Advertisement

Countywide : Some Money to Aid Gnatcatcher Restored

Share

Responding to pressure from developers and environmentalists, budget negotiators have restored some funding for a habitat conservation program aimed at saving the threatened California gnatcatcher without wounding Orange County’s building industry.

Members of a legislative budget-writing committee agreed to provide $575,000 for the program, about three-quarters the amount originally requested by Gov. Pete Wilson.

The money was restored when state Sen. Dan McCorquodale (D-Modesto), a member of the budget committee, agreed to drop his opposition Monday evening after being heavily lobbied by developers, environmentalists, federal officials and several state lawmakers from Orange County.

Advertisement

Among those who reportedly made personal calls to McCorquodale was Interior Secretary Bruce Babbitt, who has called the habitat conservation program a national model for protecting endangered species.

Backers of the program were concerned an absence of state money would have represented a symbolic blow and raised serious questions about the role California officials would play in the conservation effort, which was launched by the Wilson Administration only two years ago.

“It would have been pretty embarrassing for the state to renege on its own program,” said Tim Neely, Orange County planning and zoning administrator. “It would have been like walking away from a challenge.”

If the $575,000 now allocated survives the bruising budget negotiations still to come, it will be combined with $431,000 the state already has on hand for the program, $1 million from Orange County and upward of $2 million expected to come from the federal government.

The state funds were particularly important because they will mostly be used to provide staff to run the conservation effort.

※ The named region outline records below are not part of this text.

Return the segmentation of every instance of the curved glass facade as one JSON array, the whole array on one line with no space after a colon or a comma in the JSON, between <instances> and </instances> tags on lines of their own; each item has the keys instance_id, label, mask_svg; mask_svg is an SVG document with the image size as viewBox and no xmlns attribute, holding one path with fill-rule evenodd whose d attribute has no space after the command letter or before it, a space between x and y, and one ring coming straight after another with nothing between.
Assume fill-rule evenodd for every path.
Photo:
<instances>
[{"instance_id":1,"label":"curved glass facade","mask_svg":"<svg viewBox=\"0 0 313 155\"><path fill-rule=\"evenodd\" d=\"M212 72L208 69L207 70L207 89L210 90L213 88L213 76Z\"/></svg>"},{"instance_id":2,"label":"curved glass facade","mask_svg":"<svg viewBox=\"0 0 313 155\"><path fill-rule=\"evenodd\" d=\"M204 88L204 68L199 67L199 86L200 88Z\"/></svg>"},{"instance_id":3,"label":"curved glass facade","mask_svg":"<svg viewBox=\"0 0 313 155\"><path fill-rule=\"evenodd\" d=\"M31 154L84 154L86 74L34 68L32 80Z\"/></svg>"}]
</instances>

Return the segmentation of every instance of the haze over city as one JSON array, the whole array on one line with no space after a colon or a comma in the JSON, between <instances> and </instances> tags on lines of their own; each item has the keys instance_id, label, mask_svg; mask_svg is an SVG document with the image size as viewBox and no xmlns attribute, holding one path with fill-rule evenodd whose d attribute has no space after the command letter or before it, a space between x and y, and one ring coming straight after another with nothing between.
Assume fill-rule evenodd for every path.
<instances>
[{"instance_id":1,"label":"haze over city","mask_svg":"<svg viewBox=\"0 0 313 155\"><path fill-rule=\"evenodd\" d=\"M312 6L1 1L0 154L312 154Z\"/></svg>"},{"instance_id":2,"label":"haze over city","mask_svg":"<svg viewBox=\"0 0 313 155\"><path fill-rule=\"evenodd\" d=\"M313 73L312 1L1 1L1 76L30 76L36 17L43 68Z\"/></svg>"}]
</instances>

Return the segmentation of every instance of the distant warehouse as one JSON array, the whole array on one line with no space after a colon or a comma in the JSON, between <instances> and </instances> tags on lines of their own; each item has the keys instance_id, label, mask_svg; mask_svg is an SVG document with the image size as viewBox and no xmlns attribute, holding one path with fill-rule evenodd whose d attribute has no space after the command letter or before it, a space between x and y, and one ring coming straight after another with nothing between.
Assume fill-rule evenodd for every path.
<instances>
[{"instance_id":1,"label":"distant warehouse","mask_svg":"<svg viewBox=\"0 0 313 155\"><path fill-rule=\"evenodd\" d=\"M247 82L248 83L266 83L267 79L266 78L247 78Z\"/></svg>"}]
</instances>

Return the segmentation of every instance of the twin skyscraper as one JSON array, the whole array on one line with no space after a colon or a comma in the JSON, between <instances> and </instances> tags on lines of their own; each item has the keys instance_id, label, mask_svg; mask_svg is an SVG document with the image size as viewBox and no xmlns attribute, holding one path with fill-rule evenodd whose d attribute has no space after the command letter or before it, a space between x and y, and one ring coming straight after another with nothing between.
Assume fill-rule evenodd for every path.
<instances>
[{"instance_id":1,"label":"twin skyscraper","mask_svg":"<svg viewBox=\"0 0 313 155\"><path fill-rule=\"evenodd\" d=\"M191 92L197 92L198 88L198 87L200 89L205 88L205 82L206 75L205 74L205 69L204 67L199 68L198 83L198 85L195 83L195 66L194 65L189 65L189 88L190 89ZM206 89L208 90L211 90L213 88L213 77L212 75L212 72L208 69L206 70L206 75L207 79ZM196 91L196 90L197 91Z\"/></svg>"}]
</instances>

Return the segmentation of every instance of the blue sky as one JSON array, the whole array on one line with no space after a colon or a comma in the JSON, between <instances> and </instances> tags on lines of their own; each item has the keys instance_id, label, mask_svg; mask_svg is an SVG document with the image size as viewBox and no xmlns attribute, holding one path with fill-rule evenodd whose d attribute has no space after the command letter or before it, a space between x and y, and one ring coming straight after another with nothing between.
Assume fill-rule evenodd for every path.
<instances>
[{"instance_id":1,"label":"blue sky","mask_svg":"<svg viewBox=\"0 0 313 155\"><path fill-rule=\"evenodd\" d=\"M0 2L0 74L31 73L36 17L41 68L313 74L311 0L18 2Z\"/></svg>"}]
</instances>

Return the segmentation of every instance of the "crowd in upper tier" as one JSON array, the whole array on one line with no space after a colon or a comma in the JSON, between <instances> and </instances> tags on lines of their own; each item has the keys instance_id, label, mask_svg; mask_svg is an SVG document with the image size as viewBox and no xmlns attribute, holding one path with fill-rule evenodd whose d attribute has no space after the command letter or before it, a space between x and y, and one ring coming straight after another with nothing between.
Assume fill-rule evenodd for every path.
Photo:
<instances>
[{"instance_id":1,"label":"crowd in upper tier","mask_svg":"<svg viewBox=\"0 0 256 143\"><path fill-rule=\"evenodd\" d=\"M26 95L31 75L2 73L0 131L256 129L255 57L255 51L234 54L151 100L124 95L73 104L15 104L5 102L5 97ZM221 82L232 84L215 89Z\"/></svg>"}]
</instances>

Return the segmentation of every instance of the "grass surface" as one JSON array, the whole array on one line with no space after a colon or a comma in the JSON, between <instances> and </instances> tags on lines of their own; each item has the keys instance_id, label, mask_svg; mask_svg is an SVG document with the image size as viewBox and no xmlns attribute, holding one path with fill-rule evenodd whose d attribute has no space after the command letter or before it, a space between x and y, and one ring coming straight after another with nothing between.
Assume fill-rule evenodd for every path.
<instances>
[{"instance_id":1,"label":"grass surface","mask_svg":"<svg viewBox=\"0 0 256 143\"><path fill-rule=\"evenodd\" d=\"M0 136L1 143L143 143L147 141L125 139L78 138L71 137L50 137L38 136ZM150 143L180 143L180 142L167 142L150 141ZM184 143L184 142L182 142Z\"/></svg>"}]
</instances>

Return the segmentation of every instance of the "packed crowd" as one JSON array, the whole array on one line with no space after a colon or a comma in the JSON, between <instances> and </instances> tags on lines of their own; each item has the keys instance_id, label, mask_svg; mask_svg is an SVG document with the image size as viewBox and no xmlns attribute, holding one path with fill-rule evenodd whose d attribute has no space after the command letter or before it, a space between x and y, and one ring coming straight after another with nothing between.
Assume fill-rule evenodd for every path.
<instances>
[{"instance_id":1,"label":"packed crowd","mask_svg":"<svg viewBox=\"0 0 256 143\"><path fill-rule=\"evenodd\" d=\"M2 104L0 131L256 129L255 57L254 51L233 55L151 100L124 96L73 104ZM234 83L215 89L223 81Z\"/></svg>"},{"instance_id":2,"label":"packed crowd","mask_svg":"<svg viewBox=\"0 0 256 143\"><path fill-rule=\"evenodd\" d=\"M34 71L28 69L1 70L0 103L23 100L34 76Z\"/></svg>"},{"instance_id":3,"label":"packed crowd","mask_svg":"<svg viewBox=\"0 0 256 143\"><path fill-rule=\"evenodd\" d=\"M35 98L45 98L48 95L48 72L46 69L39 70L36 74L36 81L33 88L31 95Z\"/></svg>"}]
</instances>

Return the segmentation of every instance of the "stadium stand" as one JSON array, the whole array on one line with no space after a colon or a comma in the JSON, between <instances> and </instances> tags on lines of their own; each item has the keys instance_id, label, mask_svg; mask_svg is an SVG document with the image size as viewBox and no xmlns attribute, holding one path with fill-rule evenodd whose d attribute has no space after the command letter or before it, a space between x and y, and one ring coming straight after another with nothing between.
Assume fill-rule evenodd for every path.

In addition, some boosters of the program worried that the entire effort might have unraveled if the state money had evaporated.

“A large element of this is symbolism,” said Laer Pearce, executive director of the Coaliton for Habitat Conservation, a collection of large landowners in San Diego and Orange counties backing the effort. “To have the state seemingly drop its endorsement would have been embarrassing and might have caused some reconsideration by the federal government.”

Advertisement

The first goal of the effort is to protect coastal sage scrub that harbors several rare species of plants and animals, including the gnatcatcher. The small gray songbird, which nests in wide swaths of sagebrush in Orange County as well as San Diego and Riverside counties, was listed in March by federal wildlife authorities as a threatened species.

Babbitt linked his decision to list the bird to California’s habitat conservation plan, which was started in 1991 as an experiment to create preserves for entire ecosystems instead of lone species. The conservation plan would allow developers to build on some land without delay as long as they set aside ecological sanctuaries.